Question

Limiting and Excess Reactant

1. Aluminum chloride, AlCl3, can be made by the reaction of aluminum with chlorine according to the following equation (must be balanced first):
2Al + 3Cl2 ------> 2AlCl3
What are the limiting and excess reactants if 20.0 grams of Al and 30.0 grams of Cl2 are used?

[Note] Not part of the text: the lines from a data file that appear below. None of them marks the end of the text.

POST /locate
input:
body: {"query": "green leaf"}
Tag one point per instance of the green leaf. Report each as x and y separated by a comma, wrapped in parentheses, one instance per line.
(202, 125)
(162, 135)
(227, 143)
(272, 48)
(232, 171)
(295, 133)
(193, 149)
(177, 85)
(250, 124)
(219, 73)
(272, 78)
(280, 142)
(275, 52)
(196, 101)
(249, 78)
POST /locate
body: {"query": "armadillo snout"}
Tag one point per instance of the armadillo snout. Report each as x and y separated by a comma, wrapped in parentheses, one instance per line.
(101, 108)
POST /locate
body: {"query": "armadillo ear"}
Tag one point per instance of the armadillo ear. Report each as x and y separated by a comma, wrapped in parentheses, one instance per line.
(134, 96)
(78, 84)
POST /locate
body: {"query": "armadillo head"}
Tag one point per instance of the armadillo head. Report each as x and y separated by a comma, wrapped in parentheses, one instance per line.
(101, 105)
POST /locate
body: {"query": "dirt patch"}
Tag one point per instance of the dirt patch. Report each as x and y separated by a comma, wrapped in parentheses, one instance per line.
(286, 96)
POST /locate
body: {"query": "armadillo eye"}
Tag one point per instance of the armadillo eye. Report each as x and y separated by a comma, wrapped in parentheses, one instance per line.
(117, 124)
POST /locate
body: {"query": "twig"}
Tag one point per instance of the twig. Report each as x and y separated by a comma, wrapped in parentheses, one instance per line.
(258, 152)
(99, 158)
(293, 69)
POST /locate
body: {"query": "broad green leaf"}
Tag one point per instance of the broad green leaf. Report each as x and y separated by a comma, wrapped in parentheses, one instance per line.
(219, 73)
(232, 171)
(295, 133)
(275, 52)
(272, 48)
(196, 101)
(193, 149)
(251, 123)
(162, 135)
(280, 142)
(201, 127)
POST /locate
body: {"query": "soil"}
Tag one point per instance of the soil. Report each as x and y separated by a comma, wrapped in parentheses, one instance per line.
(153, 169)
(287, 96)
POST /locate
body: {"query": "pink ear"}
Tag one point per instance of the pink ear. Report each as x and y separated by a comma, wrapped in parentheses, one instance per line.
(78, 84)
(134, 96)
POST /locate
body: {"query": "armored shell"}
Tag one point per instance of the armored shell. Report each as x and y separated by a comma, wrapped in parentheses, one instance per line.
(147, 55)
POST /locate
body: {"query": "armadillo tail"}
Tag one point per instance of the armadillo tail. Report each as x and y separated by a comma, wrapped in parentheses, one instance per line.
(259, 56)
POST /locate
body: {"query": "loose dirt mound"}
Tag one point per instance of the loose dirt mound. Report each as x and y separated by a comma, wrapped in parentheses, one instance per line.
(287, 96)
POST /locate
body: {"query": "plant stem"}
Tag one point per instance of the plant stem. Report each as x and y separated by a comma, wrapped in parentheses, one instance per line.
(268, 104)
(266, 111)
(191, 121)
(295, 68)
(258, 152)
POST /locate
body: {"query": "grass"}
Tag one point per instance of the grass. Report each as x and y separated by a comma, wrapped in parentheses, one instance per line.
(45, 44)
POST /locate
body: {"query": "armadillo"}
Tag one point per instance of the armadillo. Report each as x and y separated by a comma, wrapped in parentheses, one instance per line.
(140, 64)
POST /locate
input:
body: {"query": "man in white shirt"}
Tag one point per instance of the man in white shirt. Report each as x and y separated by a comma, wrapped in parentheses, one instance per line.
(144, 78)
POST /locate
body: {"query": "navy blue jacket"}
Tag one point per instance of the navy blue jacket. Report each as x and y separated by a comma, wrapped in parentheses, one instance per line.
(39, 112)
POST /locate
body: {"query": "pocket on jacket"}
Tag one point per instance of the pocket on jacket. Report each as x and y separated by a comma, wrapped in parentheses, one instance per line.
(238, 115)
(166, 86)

2. Chloroform, CHCl3, reacts with chlorine, Cl2, to form carbon tetrachloride, CCl4, and hydrogen chloride, HCl. In an experiment 25 grams of chloroform and 0.36 mol of chlorine were mixed. Which is the limiting reactant? The equation is given as
CHCl3 + Cl2 -------> CCl4 + HCl

Answer 1

1. LR: Cl2, ER: Al 2. LR: CHCl3

Step-by-step explanation:

1. Find g/moles of Al and Cl2

g/moles of Al: 0.74 and Cl2 is 0.42

We can find the limiting reactant by take those number divided by 2 and 3

0.74 divided by 2 = 0.37

0.42 divided by 3 = 0.14 so 0.14 is the least -> that going to be the limiting reactant. (Cl2)

Now we know Al is a excess reactant.

2. That equation is already balanced and it's already give us 0.36 mole of chlorine, now we just need to find the mole of chloroform ( CHCl3 )

To do that we need to find the molar mass of CHCl3 which is 119.0 g/moles

then take 25 grams ÷ by 119g/moles we will get: 0.21 mole of CHCl3 that's mean CHCl3 is a limiting reactant.